Adding a Hash
Crypto++ can be a challenge when attempting to add new algorithms, especially for new users. This article will discuss how to add a new hash algorithm to the library. There's nothing revolutionary about this article. Rather, it walks you through the steps you would likely take on your own while explaining why the library does some things. It may also help with understanding the use of Curiously Recurring Template Pattern in the library.
The example below adds IdentityHash
, which is a hash that copies the first N
bytes of input to an internal buffer and then provides it as the hashed data. N
is a template parameter, and it represents the digest size of the hash.

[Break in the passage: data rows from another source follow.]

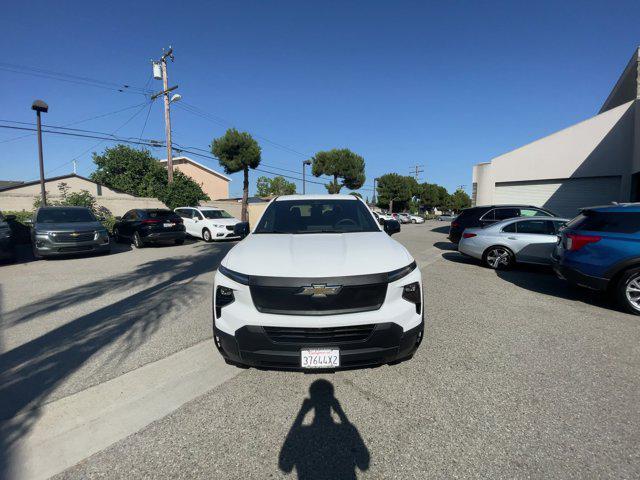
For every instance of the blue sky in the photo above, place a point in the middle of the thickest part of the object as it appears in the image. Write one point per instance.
(442, 84)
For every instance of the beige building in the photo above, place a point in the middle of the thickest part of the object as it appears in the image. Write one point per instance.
(594, 162)
(213, 183)
(21, 196)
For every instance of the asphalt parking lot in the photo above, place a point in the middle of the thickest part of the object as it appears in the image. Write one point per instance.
(107, 370)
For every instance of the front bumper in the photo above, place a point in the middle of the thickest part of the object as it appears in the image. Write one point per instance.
(252, 346)
(576, 277)
(160, 237)
(46, 248)
(242, 337)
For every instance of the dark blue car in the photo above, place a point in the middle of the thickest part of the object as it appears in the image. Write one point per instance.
(600, 249)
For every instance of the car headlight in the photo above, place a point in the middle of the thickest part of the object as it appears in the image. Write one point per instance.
(224, 297)
(411, 293)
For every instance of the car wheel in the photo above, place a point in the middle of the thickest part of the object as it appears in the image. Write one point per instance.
(498, 258)
(628, 291)
(137, 241)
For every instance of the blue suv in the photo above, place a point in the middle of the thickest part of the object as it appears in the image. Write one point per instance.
(600, 249)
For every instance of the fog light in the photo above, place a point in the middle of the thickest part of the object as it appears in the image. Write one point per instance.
(411, 293)
(224, 297)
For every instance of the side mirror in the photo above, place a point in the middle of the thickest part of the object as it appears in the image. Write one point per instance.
(391, 227)
(241, 229)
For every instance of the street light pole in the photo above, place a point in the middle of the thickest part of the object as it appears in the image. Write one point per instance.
(39, 106)
(373, 200)
(304, 164)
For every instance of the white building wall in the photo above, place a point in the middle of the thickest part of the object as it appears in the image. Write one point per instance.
(602, 146)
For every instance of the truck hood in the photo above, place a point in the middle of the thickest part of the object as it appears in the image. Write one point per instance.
(317, 255)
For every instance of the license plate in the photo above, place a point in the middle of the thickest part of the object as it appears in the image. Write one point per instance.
(320, 358)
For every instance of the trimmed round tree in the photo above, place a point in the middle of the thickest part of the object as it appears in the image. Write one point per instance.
(340, 163)
(238, 151)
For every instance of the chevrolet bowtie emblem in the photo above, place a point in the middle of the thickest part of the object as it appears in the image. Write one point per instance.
(320, 290)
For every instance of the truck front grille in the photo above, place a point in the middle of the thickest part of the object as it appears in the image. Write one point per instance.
(324, 336)
(292, 300)
(73, 237)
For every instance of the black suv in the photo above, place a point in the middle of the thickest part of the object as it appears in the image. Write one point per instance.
(486, 215)
(151, 225)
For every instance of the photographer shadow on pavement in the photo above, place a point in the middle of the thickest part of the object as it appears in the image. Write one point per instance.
(324, 449)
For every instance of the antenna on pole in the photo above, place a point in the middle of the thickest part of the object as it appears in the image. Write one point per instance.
(416, 171)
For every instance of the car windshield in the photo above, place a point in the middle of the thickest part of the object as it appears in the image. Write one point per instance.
(65, 215)
(159, 214)
(215, 214)
(317, 216)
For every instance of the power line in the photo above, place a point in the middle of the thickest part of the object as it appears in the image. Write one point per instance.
(211, 157)
(70, 78)
(151, 143)
(95, 117)
(145, 121)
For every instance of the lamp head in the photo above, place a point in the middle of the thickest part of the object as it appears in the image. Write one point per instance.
(40, 106)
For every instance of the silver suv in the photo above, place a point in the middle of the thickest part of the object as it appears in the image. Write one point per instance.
(67, 230)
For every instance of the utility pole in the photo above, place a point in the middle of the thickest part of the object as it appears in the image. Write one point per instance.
(373, 200)
(416, 171)
(304, 164)
(167, 110)
(39, 106)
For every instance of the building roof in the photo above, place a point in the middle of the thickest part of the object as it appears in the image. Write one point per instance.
(326, 196)
(15, 185)
(627, 87)
(239, 199)
(198, 164)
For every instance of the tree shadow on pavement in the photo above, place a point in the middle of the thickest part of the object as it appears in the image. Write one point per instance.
(446, 246)
(31, 371)
(324, 449)
(457, 257)
(443, 229)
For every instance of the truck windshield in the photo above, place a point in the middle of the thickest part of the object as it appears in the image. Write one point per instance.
(65, 215)
(317, 216)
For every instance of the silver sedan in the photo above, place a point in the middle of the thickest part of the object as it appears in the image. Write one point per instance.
(520, 239)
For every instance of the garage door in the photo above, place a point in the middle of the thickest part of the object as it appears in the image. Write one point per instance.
(564, 197)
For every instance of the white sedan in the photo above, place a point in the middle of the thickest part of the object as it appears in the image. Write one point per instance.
(208, 223)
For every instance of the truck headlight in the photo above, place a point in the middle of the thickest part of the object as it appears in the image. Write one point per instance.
(224, 297)
(411, 293)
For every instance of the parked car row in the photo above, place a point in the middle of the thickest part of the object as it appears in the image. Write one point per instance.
(65, 230)
(599, 249)
(399, 217)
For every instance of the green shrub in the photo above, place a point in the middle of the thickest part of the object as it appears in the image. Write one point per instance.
(21, 216)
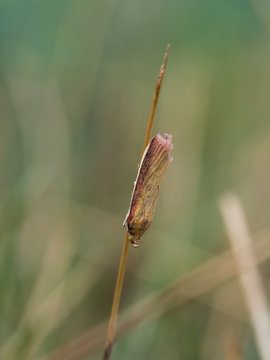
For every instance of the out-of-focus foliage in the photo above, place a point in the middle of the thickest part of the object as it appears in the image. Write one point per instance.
(77, 79)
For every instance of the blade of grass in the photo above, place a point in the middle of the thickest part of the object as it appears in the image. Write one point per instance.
(251, 282)
(204, 278)
(122, 266)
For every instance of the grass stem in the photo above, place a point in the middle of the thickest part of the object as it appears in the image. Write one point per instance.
(122, 266)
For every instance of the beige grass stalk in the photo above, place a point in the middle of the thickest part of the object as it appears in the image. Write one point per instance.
(122, 266)
(248, 273)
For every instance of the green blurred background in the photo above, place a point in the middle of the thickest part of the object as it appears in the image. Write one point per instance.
(77, 79)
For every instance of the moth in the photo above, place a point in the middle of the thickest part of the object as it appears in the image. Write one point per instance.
(155, 161)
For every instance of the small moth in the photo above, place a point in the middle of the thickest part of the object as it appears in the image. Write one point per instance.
(155, 160)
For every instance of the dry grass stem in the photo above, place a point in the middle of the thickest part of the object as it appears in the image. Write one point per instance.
(247, 271)
(122, 266)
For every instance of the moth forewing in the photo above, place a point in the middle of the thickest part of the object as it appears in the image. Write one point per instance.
(154, 163)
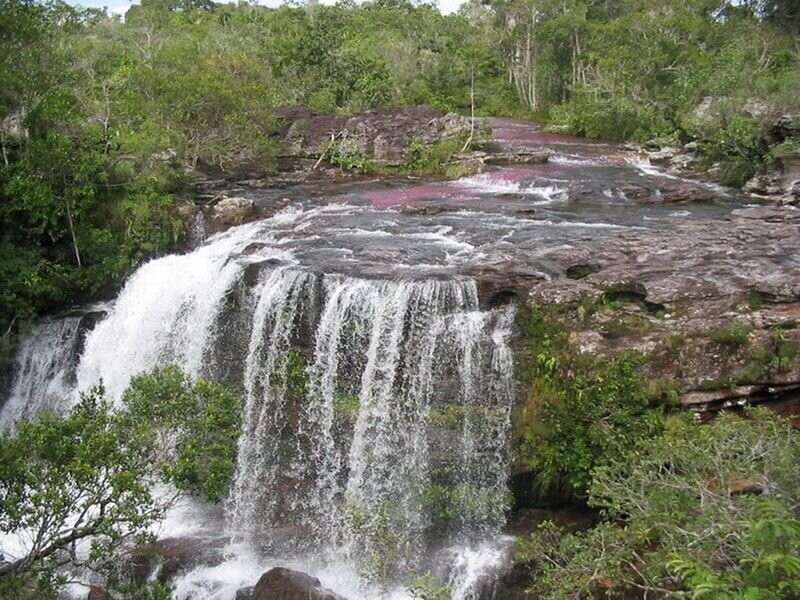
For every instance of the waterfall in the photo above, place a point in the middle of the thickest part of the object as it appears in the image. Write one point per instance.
(376, 411)
(44, 369)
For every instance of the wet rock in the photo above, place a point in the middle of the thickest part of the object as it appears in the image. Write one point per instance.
(97, 592)
(425, 209)
(676, 192)
(383, 135)
(232, 211)
(169, 556)
(663, 156)
(780, 184)
(285, 584)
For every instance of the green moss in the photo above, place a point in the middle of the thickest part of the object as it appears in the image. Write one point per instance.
(452, 416)
(582, 409)
(449, 502)
(436, 158)
(755, 299)
(346, 405)
(733, 334)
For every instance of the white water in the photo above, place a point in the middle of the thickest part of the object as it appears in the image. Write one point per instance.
(43, 369)
(494, 183)
(407, 388)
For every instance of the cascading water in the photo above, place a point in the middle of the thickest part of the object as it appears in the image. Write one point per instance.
(44, 369)
(375, 410)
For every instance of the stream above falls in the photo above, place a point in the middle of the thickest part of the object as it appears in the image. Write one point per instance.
(397, 304)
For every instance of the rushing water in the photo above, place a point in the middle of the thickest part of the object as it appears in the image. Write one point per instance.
(377, 381)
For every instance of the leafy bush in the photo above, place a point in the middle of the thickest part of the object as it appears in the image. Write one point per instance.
(581, 411)
(709, 509)
(88, 476)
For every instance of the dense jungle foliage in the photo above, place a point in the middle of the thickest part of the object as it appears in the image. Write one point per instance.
(104, 119)
(681, 509)
(84, 485)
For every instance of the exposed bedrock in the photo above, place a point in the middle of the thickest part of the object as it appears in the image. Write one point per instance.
(715, 305)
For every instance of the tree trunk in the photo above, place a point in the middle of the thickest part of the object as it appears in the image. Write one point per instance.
(72, 233)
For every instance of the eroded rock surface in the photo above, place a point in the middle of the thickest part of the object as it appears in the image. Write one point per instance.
(285, 584)
(384, 135)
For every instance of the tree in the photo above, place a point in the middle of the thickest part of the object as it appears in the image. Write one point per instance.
(709, 509)
(77, 491)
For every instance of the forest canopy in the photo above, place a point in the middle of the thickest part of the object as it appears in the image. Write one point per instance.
(105, 119)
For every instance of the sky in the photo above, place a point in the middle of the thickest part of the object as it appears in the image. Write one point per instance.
(120, 6)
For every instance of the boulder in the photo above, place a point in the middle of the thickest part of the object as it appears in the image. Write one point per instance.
(169, 556)
(232, 211)
(281, 583)
(382, 135)
(97, 592)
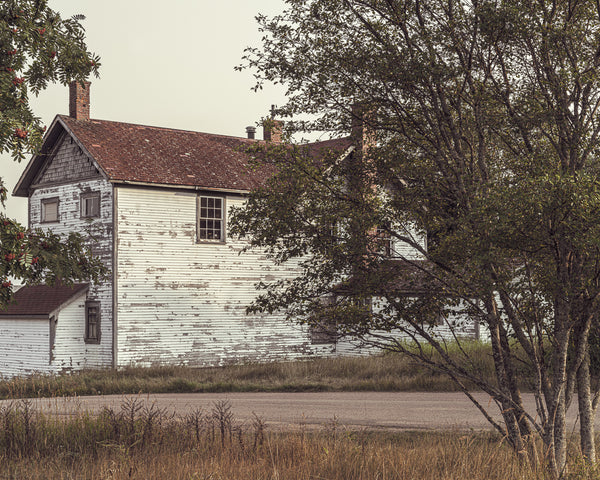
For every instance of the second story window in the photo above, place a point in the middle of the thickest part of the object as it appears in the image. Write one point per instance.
(92, 322)
(49, 212)
(90, 205)
(211, 219)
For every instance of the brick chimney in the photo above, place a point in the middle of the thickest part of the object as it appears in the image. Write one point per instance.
(79, 100)
(272, 129)
(363, 133)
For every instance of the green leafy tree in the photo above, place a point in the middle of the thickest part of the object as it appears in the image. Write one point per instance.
(480, 129)
(37, 46)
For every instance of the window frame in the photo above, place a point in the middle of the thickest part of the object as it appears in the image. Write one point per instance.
(324, 331)
(43, 207)
(83, 198)
(200, 218)
(89, 304)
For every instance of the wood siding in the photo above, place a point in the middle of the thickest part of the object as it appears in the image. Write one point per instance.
(70, 220)
(70, 351)
(25, 346)
(182, 301)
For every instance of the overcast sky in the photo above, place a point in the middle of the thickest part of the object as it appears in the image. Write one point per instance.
(164, 63)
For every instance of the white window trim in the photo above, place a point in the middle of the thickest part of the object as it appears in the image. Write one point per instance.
(223, 234)
(82, 202)
(48, 201)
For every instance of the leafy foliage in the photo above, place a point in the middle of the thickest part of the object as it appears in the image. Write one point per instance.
(480, 128)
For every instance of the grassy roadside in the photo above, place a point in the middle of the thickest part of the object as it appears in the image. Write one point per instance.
(147, 443)
(390, 372)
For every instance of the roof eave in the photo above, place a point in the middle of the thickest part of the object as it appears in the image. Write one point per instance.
(179, 186)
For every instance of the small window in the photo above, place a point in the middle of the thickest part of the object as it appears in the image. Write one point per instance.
(52, 337)
(324, 330)
(49, 210)
(90, 205)
(92, 322)
(384, 240)
(211, 219)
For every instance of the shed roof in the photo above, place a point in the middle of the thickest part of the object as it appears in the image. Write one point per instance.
(41, 300)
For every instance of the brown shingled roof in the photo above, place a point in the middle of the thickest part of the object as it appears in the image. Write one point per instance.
(41, 300)
(139, 153)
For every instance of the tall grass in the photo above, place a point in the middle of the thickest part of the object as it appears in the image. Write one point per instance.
(144, 442)
(389, 372)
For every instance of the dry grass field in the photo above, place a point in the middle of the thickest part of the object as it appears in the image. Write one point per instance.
(146, 443)
(389, 372)
(143, 442)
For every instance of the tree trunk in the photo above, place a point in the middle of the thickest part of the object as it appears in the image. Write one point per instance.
(586, 414)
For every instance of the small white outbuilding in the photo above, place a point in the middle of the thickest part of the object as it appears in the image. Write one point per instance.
(43, 331)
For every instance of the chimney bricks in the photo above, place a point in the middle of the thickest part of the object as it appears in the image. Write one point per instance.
(272, 130)
(79, 100)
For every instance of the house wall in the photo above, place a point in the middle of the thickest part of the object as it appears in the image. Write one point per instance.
(80, 176)
(184, 302)
(25, 346)
(70, 352)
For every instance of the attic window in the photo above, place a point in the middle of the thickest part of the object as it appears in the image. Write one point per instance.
(49, 213)
(211, 219)
(92, 322)
(90, 204)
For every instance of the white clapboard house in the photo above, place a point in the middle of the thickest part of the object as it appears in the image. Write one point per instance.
(157, 202)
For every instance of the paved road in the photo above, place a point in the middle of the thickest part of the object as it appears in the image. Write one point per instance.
(386, 410)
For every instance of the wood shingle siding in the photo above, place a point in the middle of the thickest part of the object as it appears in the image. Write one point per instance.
(70, 219)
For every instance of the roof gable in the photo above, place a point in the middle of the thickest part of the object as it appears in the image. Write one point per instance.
(140, 154)
(67, 163)
(41, 300)
(131, 153)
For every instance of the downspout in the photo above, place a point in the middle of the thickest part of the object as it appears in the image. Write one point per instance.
(115, 277)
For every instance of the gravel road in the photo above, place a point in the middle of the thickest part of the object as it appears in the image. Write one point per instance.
(378, 410)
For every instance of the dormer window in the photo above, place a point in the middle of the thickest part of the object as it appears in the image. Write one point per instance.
(49, 213)
(90, 204)
(211, 219)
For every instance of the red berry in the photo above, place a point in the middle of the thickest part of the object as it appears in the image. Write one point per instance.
(20, 133)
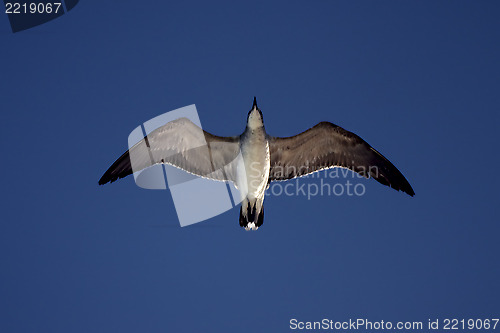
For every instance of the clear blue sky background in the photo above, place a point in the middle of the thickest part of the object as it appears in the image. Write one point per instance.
(419, 80)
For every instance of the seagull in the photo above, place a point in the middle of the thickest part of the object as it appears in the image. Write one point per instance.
(261, 158)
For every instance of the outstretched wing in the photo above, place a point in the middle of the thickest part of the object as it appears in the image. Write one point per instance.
(327, 145)
(182, 144)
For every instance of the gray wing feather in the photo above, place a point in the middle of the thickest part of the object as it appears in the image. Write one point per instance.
(182, 144)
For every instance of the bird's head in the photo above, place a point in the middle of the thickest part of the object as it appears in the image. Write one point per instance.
(255, 119)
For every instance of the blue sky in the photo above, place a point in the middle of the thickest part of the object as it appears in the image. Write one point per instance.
(418, 80)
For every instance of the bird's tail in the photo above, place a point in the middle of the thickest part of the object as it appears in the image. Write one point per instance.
(250, 218)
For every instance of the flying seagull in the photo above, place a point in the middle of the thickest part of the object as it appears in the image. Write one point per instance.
(261, 158)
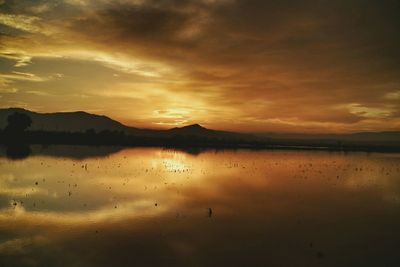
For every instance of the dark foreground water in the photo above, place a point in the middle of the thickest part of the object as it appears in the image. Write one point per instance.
(77, 206)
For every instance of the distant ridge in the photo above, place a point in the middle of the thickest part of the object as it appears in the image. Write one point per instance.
(195, 134)
(80, 121)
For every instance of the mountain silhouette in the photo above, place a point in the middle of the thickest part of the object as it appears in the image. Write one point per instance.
(84, 128)
(81, 121)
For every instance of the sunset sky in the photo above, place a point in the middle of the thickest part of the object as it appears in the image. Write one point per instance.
(242, 65)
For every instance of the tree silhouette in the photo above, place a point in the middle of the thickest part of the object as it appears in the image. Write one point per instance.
(18, 122)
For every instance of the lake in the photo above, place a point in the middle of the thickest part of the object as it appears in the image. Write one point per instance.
(82, 206)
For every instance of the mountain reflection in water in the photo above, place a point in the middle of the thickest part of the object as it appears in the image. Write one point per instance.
(151, 207)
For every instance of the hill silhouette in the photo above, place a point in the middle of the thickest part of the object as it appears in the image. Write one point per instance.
(82, 128)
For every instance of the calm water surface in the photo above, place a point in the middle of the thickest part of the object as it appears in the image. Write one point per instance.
(78, 206)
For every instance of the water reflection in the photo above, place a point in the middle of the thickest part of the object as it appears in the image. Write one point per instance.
(151, 207)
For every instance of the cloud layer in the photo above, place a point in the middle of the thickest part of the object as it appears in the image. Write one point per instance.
(304, 66)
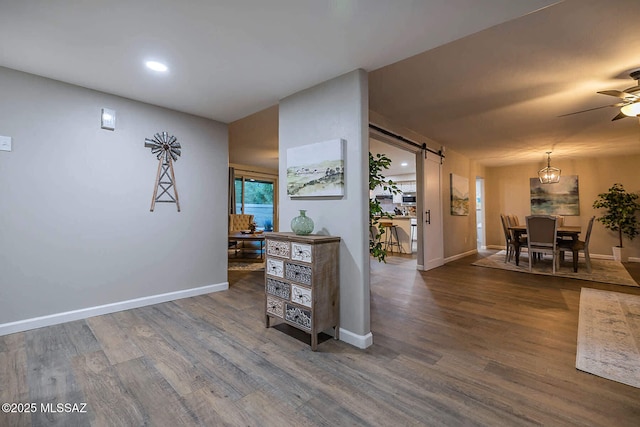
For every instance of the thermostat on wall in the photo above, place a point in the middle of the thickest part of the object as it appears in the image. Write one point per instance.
(108, 117)
(5, 143)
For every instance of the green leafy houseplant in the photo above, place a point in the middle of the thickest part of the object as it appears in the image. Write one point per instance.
(621, 208)
(377, 164)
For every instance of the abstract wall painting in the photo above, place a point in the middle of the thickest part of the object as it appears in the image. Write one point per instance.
(561, 198)
(316, 170)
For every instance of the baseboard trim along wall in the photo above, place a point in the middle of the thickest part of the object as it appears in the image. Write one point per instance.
(462, 255)
(84, 313)
(359, 341)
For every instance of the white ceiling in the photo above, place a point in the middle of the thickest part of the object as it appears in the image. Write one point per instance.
(496, 95)
(229, 58)
(490, 81)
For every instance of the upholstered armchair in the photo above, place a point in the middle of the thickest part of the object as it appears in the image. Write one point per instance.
(238, 222)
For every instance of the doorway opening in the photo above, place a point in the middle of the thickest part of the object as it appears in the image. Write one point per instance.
(401, 236)
(255, 196)
(480, 229)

The new hash derives from HashTransformation
as a base class.
While not readily apparent, the IdentityHash
may be useful for "raw" signing a hash under a private key. For example, the technique was used at Sign precomputed hash with ECDSA or DSA on Stack Overflow to sign an existing hash. From the security engineering perspective, you should avoid doing this because it disgorges the message to be signed from the digest; and it puts the signature scheme at risk of substitution attacks. Put another way, you may not know what you are signing. Also see Whether to hash-then-sign with Dilithium and Falcon? on the Spasm mailing list.
Modern hashes, like BLAKE2, are designed to operate both with and without a key. If you have a hash that can operate both ways, then use a MessageAuthenticationCode
instead of a HashTransformation
as a base class.
HashTransformation
HashTransformation
is the base class to use for hash classes. The interface is defined in cryptlib.h
and most methods have a default implementation. There are three or four items that you need to add to get a working hash.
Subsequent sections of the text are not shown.